Saturday, 9 April 2016

Say sorry

I was taught that it’s always good to say sorry when something has gone wrong.

But some people are scared of doing so. That because they confuse apologizing with expressing regret. The difference is about responsibility. When I say I’m sorry that your auntie died I’m expressing regret and sympathy, not personal responsibility. I’m not confessing that I killed her.

The problem is that when many companies face a situation when saying sorry would be a good idea they are terrified that expressing regret will be seen as admitting guilt. And nobody wants to be seen as guilty. Guilt implies the need for punishment.

To be fair, sometimes punishment is necessary.

The first significant case Consumer Watchdog dealt with was the result of an accident in a supermarket in Gaborone. During poorly-signed maintenance in the store an elderly lady had tripped, fallen and suffered slight injuries. Although minor they required seven trips to hospital. She had approached the store management and they offered her a measly P210, P30 for every trip she took for medical attention.

That’s when she asked us for help. We spoke to the Regional Manager of the store chain and we asked if they couldn’t at least apologize and maybe offer her some compensation? His response was simple. She would get nothing more than the P210 they had offered and she certainly wouldn’t get an apology. The ‘S’ word would not be mentioned. “You know what these people are like”, we were told. The Regional Manager was clearly scared that a stream of elderly, dark-skinned ladies would be in his stores falling over in order to claim compensation.

Our response was simple. We discussed the situation on the radio and that’s when they got really angry. That’s when we got a “cease and desist” letter from their attorneys. We were to stop criticizing them and what they’d done. Or else.

Our next response was even simpler. We read the threatening letter out live on air a couple of days later. The response from the public was equally simple. How dare they? How could they treat a customer like this? Why don’t they go back to South Africa?

Some weeks later the store’s management got in touch with us. They told us that their turnover had shown a noticeable drop following the affair. It had cost them money. Would the customer be prepared to accept several thousand Pula in compensation?

The irony is that the lady hadn’t ever been seeking compensation, other than for her medical costs. She would have been content with nothing more than a decent apology but she was unfortunate enough to shop in a store where the management weren’t prepared to offer that.

Another irony Is that saying sorry is perhaps the best thing you can do when a customer feels wronged. Even if you say nothing more than “I’m sorry you’re feeling upset”, it offers the customer a sense that you care about their feelings, that you’re human enough to understand how they feel.

While on the subject of apologies I have to offer one. A few weeks ago both in writing and on air I covered a story brought to us by a reader. He’d hired a real estate agent to sell his house. He said:
“I need your advice on a certain estate agent with whom I had agreement with to sell my house for me since last year in October until I decided to cancel the sale agreement with them because i was not happy with their service.” He went on to say: “Now the agent expects me to him the entire amount of the 4% that he charged if he has sold my house.”
My advice was simple. Tell him to take a walk. He didn’t sell your house, he doesn’t deserve the 4%. Simple as that. I said this both in writing, online and on air.

Except it wasn’t that simple. The reader later came back to me saying the real estate agent had now instructed an attorney to recover the 4%, a total of P25,000 from him that he claimed he owed.

Only then was I told that the agent HAD found a buyer for the property who offered the full asking price. He told me:
“The Agent had found a buyer and the loan was approved for the buyer, the lawyers for the buyer issued a letter of undertaking to the bank and the transfer papers had been prepared and the Land Board mentioned that I couldn’t sell my house if it is the only property I have.”
So my advice was completely wrong.

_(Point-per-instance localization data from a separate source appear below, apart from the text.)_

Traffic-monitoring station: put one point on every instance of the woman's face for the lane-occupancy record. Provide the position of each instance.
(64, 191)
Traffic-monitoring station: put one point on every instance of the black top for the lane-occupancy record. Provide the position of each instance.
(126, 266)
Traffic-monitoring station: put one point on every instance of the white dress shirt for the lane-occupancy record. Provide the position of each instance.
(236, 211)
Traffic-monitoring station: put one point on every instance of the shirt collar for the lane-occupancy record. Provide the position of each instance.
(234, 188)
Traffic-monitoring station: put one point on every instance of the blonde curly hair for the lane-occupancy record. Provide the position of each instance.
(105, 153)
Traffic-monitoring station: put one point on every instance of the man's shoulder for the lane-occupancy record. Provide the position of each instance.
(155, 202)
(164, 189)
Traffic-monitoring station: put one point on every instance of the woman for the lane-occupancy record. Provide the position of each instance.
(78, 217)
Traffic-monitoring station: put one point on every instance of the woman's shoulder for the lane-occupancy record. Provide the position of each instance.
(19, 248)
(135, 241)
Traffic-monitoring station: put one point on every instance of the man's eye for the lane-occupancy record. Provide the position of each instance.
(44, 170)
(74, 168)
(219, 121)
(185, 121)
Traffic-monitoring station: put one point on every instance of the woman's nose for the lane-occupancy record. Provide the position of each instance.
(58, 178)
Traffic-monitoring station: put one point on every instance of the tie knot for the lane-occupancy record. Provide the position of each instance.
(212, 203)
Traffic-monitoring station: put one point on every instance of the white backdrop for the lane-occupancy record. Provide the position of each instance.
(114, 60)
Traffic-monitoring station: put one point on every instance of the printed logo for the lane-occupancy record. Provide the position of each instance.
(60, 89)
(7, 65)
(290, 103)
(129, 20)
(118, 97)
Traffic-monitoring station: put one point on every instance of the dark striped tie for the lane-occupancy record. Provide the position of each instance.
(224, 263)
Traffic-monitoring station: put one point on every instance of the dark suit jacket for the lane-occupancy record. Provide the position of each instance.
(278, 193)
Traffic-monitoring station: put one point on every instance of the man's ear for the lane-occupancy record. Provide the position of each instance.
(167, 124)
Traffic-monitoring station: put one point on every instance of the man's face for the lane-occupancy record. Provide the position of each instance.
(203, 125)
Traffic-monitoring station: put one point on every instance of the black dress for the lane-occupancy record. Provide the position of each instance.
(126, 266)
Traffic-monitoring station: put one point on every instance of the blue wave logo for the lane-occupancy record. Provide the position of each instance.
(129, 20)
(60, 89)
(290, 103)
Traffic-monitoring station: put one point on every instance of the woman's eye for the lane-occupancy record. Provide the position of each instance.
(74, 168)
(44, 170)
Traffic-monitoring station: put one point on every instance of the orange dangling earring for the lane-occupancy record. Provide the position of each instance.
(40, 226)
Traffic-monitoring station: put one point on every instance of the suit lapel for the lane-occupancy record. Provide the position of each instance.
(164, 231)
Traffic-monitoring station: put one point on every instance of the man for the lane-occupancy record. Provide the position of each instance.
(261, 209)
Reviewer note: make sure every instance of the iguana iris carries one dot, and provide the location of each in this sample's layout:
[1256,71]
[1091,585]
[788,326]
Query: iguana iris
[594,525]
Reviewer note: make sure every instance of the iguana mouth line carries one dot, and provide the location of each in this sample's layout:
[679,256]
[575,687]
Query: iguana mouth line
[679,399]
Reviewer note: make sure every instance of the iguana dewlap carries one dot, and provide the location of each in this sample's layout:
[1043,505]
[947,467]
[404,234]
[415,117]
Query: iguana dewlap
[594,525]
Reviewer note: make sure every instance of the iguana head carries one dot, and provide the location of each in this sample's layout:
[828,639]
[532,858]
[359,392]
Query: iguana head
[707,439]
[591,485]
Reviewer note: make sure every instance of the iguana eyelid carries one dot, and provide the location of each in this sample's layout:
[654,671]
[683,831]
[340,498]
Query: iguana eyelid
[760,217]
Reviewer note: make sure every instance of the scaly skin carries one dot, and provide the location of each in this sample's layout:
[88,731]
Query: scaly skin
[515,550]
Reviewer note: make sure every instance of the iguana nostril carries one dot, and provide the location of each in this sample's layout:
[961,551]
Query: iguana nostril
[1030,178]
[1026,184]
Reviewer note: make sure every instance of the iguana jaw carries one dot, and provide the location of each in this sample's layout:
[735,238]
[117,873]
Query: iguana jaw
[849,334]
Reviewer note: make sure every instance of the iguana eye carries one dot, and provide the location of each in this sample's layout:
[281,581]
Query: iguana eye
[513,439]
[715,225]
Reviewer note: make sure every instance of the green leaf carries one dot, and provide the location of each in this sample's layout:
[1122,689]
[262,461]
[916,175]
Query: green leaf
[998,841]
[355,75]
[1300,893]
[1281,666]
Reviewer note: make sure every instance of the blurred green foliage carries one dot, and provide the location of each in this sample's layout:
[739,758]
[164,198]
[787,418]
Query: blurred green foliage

I should have asked more questions before dispensing my so-called wisdom and advice. The good news for me is that I didn’t name the real estate agent at any time, mainly because I was never told his name. To this day I have no idea who he is.

Nevertheless, if you are that agent and you read or heard what I said, then I’m sorry. I regret commenting without the full information and I apologize if you suffered any inconvenience based on my comments. Yes, you are owed your P25,000. However I wish you lots of luck in getting it. The reason he was selling his house is because he was jobless and desperate for money.

If I can do it, then you can do it. Even if the mistake you made wasn’t really your fault and you don’t feel like you were completely to blame, grow up and take responsibility for the mistake or misfortune that occurred.

Here’s a secret about apologizing. Customer like and respect companies who apologize more than they do companies who never had anything to apologize for in the first place. They see them as companies with humility, responsibility and humanity. Exactly the sort of company they’ll want to spend money with in future.

So find something to apologize for. Right now.